Goldman Sachs lanzará una ola de “bots” de inteligencia artificial generativa para automatizar su famosa “línea de ensamblaje humana”, pero la tecnología no provocará despidos masivos, dijo el martes el presidente y director de operaciones del banco, John Waldron.
Goldman planea implementar agentes digitales en toda la empresa para reducir costos y aumentar la productividad, una medida que podría remodelar uno de los mayores empleadores de la ciudad de Nueva York.
“Describimos a Goldman Sachs como una línea de montaje humana”, dijo Waldron a CNBC en la sede del banco de inversión en 200 West St.
“La industria manufacturera se robotizó hace décadas. Los bancos no lo hicieron, porque somos una sociedad de la información y era más difícil. No tenemos una fábrica para poner robots”, añadió el empresario de 57 años.
“Nuestras líneas de montaje humanas se digitalizarán cada vez más y los agentes digitales serán nuestros robots”, continuó. “No estoy seguro de cómo cambiará dinámicamente la fuerza laboral en general, pero creo que el negocio se volverá mucho más resistente y escalable. »
Descartó los temores de una “marcha de las máquinas” impulsada por la IA, que provocaría despidos masivos entre los banqueros mejor pagados de la empresa.
Waldron insistió en que los esfuerzos de inteligencia artificial de la empresa crearán nuevos puestos de trabajo en ingeniería y tecnología, dejando a la fuerza laboral en general más o menos estable y a la empresa “mucho más resistente y mucho más escalable”.

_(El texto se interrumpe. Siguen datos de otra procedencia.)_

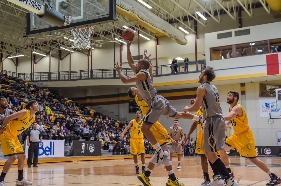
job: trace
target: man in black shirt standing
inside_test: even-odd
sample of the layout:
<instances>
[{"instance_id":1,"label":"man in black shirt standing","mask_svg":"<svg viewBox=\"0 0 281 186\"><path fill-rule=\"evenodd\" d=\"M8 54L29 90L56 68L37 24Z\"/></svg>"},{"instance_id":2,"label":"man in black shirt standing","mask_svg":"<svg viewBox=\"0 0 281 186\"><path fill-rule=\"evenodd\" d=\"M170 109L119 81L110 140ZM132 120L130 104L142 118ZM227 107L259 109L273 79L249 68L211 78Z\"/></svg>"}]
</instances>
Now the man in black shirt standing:
<instances>
[{"instance_id":1,"label":"man in black shirt standing","mask_svg":"<svg viewBox=\"0 0 281 186\"><path fill-rule=\"evenodd\" d=\"M37 129L37 123L34 123L32 130L28 131L26 136L26 141L28 148L28 157L27 158L27 165L28 167L31 167L32 164L32 156L33 157L33 167L38 167L37 164L38 162L38 151L39 151L39 144L38 142L40 140L40 145L43 145L42 134L41 131Z\"/></svg>"}]
</instances>

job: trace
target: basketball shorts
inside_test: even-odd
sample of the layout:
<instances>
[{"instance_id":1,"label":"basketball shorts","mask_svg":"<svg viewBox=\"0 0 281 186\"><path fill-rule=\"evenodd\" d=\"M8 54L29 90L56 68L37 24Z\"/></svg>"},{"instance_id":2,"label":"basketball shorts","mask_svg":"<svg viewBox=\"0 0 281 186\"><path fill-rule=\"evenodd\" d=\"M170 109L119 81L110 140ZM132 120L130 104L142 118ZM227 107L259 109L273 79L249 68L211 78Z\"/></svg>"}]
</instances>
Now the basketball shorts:
<instances>
[{"instance_id":1,"label":"basketball shorts","mask_svg":"<svg viewBox=\"0 0 281 186\"><path fill-rule=\"evenodd\" d=\"M148 108L150 107L149 104ZM177 114L177 110L170 105L168 100L161 96L155 96L151 104L151 108L143 117L143 120L146 122L144 124L151 126L157 122L162 115L165 116L168 118L169 117L174 117Z\"/></svg>"},{"instance_id":2,"label":"basketball shorts","mask_svg":"<svg viewBox=\"0 0 281 186\"><path fill-rule=\"evenodd\" d=\"M225 149L225 122L221 116L207 118L204 130L204 152L217 152Z\"/></svg>"},{"instance_id":3,"label":"basketball shorts","mask_svg":"<svg viewBox=\"0 0 281 186\"><path fill-rule=\"evenodd\" d=\"M239 134L232 134L226 139L225 143L229 146L225 147L226 151L231 149L236 149L242 157L254 158L257 157L255 140L250 129Z\"/></svg>"},{"instance_id":4,"label":"basketball shorts","mask_svg":"<svg viewBox=\"0 0 281 186\"><path fill-rule=\"evenodd\" d=\"M134 156L144 154L144 141L142 138L131 138L131 155Z\"/></svg>"},{"instance_id":5,"label":"basketball shorts","mask_svg":"<svg viewBox=\"0 0 281 186\"><path fill-rule=\"evenodd\" d=\"M0 134L1 147L4 156L24 154L17 137L11 136L6 131Z\"/></svg>"},{"instance_id":6,"label":"basketball shorts","mask_svg":"<svg viewBox=\"0 0 281 186\"><path fill-rule=\"evenodd\" d=\"M156 140L160 146L166 143L171 145L172 142L169 137L166 129L163 127L158 121L150 127L150 131L152 132L156 138ZM154 147L152 145L152 147Z\"/></svg>"},{"instance_id":7,"label":"basketball shorts","mask_svg":"<svg viewBox=\"0 0 281 186\"><path fill-rule=\"evenodd\" d=\"M170 153L175 153L180 154L183 153L183 143L182 143L182 145L179 145L178 143L180 141L180 140L179 140L176 141L175 143L172 143L172 145L170 145L170 148L169 149L170 150Z\"/></svg>"},{"instance_id":8,"label":"basketball shorts","mask_svg":"<svg viewBox=\"0 0 281 186\"><path fill-rule=\"evenodd\" d=\"M204 133L200 131L198 131L196 140L196 147L195 148L195 154L198 156L204 155L205 154L203 150L203 143L204 142ZM219 151L216 153L217 156L220 156L220 153Z\"/></svg>"}]
</instances>

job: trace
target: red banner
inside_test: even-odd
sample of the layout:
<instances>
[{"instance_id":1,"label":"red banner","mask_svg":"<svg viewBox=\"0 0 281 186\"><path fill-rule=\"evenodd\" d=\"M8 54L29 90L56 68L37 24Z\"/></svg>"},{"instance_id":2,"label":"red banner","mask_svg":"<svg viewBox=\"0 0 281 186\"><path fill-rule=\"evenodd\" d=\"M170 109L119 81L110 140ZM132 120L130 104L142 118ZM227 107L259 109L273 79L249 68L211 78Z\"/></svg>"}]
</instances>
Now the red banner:
<instances>
[{"instance_id":1,"label":"red banner","mask_svg":"<svg viewBox=\"0 0 281 186\"><path fill-rule=\"evenodd\" d=\"M267 55L267 75L279 74L278 54Z\"/></svg>"}]
</instances>

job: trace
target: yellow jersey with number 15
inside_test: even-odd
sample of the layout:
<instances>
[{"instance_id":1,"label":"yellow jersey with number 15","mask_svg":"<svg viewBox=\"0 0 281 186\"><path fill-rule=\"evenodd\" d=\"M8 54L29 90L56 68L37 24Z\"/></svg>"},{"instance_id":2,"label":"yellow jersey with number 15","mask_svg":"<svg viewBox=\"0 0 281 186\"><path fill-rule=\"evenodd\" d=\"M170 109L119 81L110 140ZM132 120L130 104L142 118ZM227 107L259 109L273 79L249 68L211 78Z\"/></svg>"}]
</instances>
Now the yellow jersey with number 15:
<instances>
[{"instance_id":1,"label":"yellow jersey with number 15","mask_svg":"<svg viewBox=\"0 0 281 186\"><path fill-rule=\"evenodd\" d=\"M236 116L230 120L231 124L233 127L233 129L234 131L234 134L238 134L248 130L249 129L249 126L248 125L248 118L242 105L239 103L236 103L233 107L235 106L241 107L243 112L243 116L239 117ZM230 106L228 109L228 113L231 112L232 110L232 109L230 108Z\"/></svg>"},{"instance_id":2,"label":"yellow jersey with number 15","mask_svg":"<svg viewBox=\"0 0 281 186\"><path fill-rule=\"evenodd\" d=\"M198 116L202 116L203 117L203 112L204 112L204 111L203 110L203 109L202 108L202 107L200 107L199 110L197 112L195 112L194 114ZM196 120L193 120L193 121L195 122L197 121ZM202 127L202 124L199 122L198 122L198 128L199 128L199 131L200 132L201 132Z\"/></svg>"},{"instance_id":3,"label":"yellow jersey with number 15","mask_svg":"<svg viewBox=\"0 0 281 186\"><path fill-rule=\"evenodd\" d=\"M140 123L139 123L136 119L134 119L133 121L133 124L131 127L131 137L134 138L143 138L143 132L140 130L141 126L143 122L140 120Z\"/></svg>"},{"instance_id":4,"label":"yellow jersey with number 15","mask_svg":"<svg viewBox=\"0 0 281 186\"><path fill-rule=\"evenodd\" d=\"M27 112L23 116L18 118L17 120L11 120L6 126L6 133L13 136L16 136L29 127L33 123L35 119L35 115L30 117L30 110L24 109L22 110L26 110Z\"/></svg>"}]
</instances>

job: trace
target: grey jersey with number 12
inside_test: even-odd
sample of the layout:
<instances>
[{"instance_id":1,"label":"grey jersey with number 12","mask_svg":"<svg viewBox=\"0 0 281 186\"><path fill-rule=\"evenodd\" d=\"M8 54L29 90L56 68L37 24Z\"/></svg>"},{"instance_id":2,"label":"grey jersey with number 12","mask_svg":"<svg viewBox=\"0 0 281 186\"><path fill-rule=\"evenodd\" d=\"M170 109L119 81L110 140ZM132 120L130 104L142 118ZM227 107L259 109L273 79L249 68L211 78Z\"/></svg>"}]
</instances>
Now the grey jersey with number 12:
<instances>
[{"instance_id":1,"label":"grey jersey with number 12","mask_svg":"<svg viewBox=\"0 0 281 186\"><path fill-rule=\"evenodd\" d=\"M204 110L204 119L215 116L222 116L222 108L219 104L219 95L217 87L209 83L204 83L201 87L206 89L207 95L203 100L201 106Z\"/></svg>"},{"instance_id":2,"label":"grey jersey with number 12","mask_svg":"<svg viewBox=\"0 0 281 186\"><path fill-rule=\"evenodd\" d=\"M175 126L172 126L170 127L171 128L171 132L172 133L172 139L175 141L180 140L180 129L181 128L179 126L175 129Z\"/></svg>"},{"instance_id":3,"label":"grey jersey with number 12","mask_svg":"<svg viewBox=\"0 0 281 186\"><path fill-rule=\"evenodd\" d=\"M4 114L0 114L0 126L3 124L3 122L6 117L14 113L13 111L9 109L5 109L4 110Z\"/></svg>"},{"instance_id":4,"label":"grey jersey with number 12","mask_svg":"<svg viewBox=\"0 0 281 186\"><path fill-rule=\"evenodd\" d=\"M149 72L145 69L143 69L135 75L137 76L138 74L140 72L145 73L147 77L147 79L145 81L138 81L136 82L138 92L143 99L148 104L148 108L150 108L151 107L151 100L156 95L157 91L153 87Z\"/></svg>"}]
</instances>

El veterano de 26 años de Goldmanite también se mostró en desacuerdo con la creciente narrativa de los medios que culpa a la IA por los recientes recortes de empleo.
“La mayoría de los despidos y reducciones de personal sobre los que usted informa y que estamos viendo realmente no tienen mucho que ver con el despliegue de la IA generativa en este momento”, dijo Waldron a CNBC.
“Sigo pensando que es una puesta al día con lo que sucedió después de COVID (acaparamiento de empleados) y la necesidad de más capacidades de ingeniería y codificación. Ahora estamos en una parte diferente del viaje”.
Waldron, ampliamente visto por sus colegas como el heredero aparente del CEO David Solomon, dijo que Goldman utilizaría tecnología de inteligencia artificial de vanguardia para construir su propia “fábrica digital”.
“Los agentes digitales serán nuestros robots”, dijo a CNBC. “Comenzarán a cambiar la forma en que trabajamos dentro de la empresa”.
El cambio representa un “gran desbloqueo” para el banco, añadió Waldron, prometiendo importantes ganancias de productividad y ahorros de costos significativos.
Sus comentarios son la señal más clara hasta ahora de una de las empresas más poderosas de Wall Street de que la revolución de la IA está yendo más allá de los proyectos piloto y llegando directamente al corazón de sus operaciones.
La tecnología se puede utilizar para escalar el servicio al cliente, agilizar los procesos de codificación y producir resúmenes de datos rápidos que permitan a los administradores patrimoniales optimizar las carteras de clientes a velocidades sin precedentes.
La IA también se considera una forma de acelerar algunos de los grandes trabajos que realizan los banqueros más jóvenes, como resumir las llamadas sobre resultados y escribir manuales de presentación.
Los economistas de Goldman advirtieron a principios de este año que el mundo del trabajo se vería perturbado por la próxima revolución digital.
Su informe publicado en marzo decía que la IA amenaza con automatizar tareas que actualmente representan el 25% de todas las horas de trabajo en los Estados Unidos, con los jinetes de oficina principiantes de entre 20 y 30 años directamente en la mira.
A nivel mundial, el titán de Wall Street estima que 300 millones de puestos de trabajo están expuestos a la automatización impulsada por la IA.
A nivel nacional, sus investigadores predicen que entre el 6 y el 7 por ciento de la fuerza laboral estadounidense será desplazada durante la próxima década a medida que las empresas adopten rápidamente la tecnología.
Las primeras víctimas ya se están acumulando en el sector tecnológico, junto con puestos de conocimiento y creatividad como consultores de gestión, operadores de centros de llamadas y diseñadores gráficos, según el periódico.